The government has today (19 October) released its Net Zero Strategy, setting out policies and proposals for decarbonising all sectors of the UK economy to meet the UK’s net zero target by 2050.
Our academic experts at Oxford Net Zero have been responding to the policy announcements outlined in the strategy.
On disposal of carbon dioxide
Professor Myles Allen, Director of Oxford Net Zero, said (quoted in The Guardian):
“We have to stop fossil fuels from causing global warming before the world stops using fossil fuels. Finally, the government seems to be acknowledging this obvious fact and belatedly investing in safe and permanent disposal of carbon dioxide so we can stop dumping it into the atmosphere. Depressingly, however, they still assume it can be done by subsidising carbon capture and a reformed emission trading system.
“It can’t: taxpayers’ money won’t last forever and by the time emission permits become expensive enough to make carbon capture worthwhile, it’ll be too little, too late. We have to make safe carbon dioxide disposal a licensing requirement for the continued extraction and import of fossil fuels. Outsiders with as diverse views as the Onward think tank and the All-Party Parliamentary Group on Net Zero understand this: it’s a shame the civil service just don’t want to know.”
On removing greenhouse gases from the air
Dr Steve Smith, Executive Director of Oxford Net Zero, said:
“One of the genuinely new things in this strategy is an approach to greenhouse gas removal – not just cutting emissions but taking them back out of the air. This is something we are going to need to reach net zero, alongside cutting down on emissions as much as possible. It’s a good step forward – perhaps even world-leading – but there is much more to do.”
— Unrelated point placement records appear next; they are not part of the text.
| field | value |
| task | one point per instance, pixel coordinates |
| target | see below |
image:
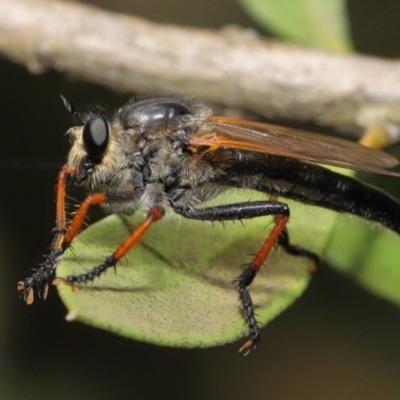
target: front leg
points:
(63, 237)
(278, 234)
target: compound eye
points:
(96, 133)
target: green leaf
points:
(175, 286)
(318, 23)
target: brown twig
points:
(232, 66)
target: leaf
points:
(317, 23)
(175, 286)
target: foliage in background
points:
(318, 23)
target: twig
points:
(232, 66)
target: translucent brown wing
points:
(225, 132)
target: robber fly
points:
(172, 153)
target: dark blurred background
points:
(337, 341)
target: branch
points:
(233, 67)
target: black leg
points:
(241, 211)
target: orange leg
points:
(154, 214)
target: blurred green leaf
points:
(318, 23)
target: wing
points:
(225, 132)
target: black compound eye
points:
(96, 133)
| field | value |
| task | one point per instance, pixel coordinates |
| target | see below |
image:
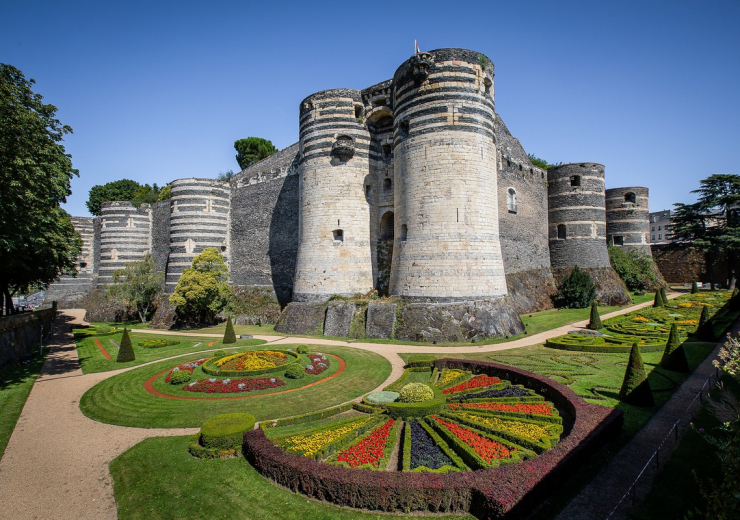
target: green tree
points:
(576, 291)
(711, 224)
(202, 291)
(252, 149)
(594, 323)
(126, 350)
(636, 387)
(674, 356)
(137, 284)
(229, 335)
(37, 239)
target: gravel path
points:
(56, 462)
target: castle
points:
(413, 187)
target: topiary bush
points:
(126, 350)
(180, 377)
(229, 335)
(635, 387)
(595, 322)
(295, 372)
(576, 291)
(415, 393)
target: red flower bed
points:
(189, 366)
(483, 446)
(535, 408)
(370, 449)
(229, 386)
(480, 381)
(318, 363)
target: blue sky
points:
(157, 91)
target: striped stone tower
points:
(628, 219)
(446, 240)
(577, 215)
(124, 237)
(334, 238)
(199, 218)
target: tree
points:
(137, 284)
(252, 149)
(37, 239)
(674, 356)
(126, 350)
(202, 291)
(594, 322)
(576, 291)
(711, 224)
(229, 335)
(635, 386)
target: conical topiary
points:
(595, 321)
(674, 357)
(229, 335)
(635, 387)
(126, 350)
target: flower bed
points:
(317, 364)
(480, 381)
(230, 386)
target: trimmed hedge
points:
(490, 493)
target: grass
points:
(15, 386)
(157, 478)
(122, 400)
(92, 359)
(675, 490)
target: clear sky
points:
(157, 91)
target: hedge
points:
(209, 368)
(512, 490)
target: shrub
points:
(295, 372)
(180, 377)
(229, 336)
(225, 431)
(415, 393)
(635, 387)
(126, 351)
(576, 291)
(674, 357)
(595, 321)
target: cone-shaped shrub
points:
(674, 357)
(635, 387)
(126, 350)
(595, 321)
(229, 336)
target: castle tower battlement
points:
(577, 215)
(446, 243)
(627, 218)
(124, 237)
(199, 218)
(334, 237)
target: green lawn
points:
(159, 479)
(122, 399)
(93, 360)
(15, 386)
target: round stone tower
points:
(199, 218)
(124, 237)
(446, 239)
(334, 254)
(577, 215)
(627, 218)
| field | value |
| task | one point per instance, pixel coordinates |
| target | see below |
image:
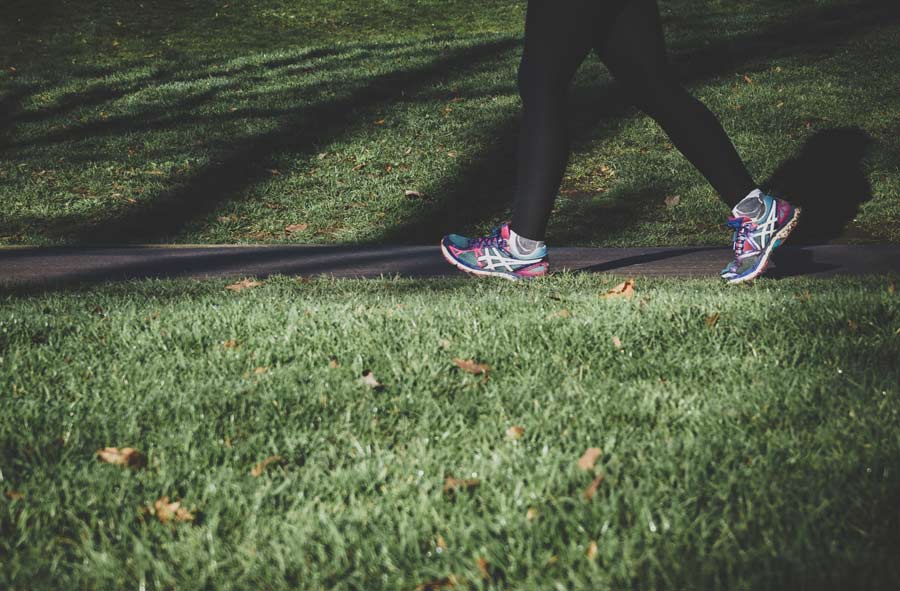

On energy demand for cooling
Dr Radhika Khosla, Associate Professor, said:
“A key piece of achieving net zero is identifying and managing areas of energy demand. The net zero strategy misses a growing area of energy consumption which is the increased demand for cooling in the commercial and domestic sectors as extreme heat continues to rise in the UK. Along with F-gases mitigation, which is necessary, there are crucial energy efficiency and passive energy approaches to cooling which are needed to manage the increasing shift in cooling demand which the strategy does not shed much light on.”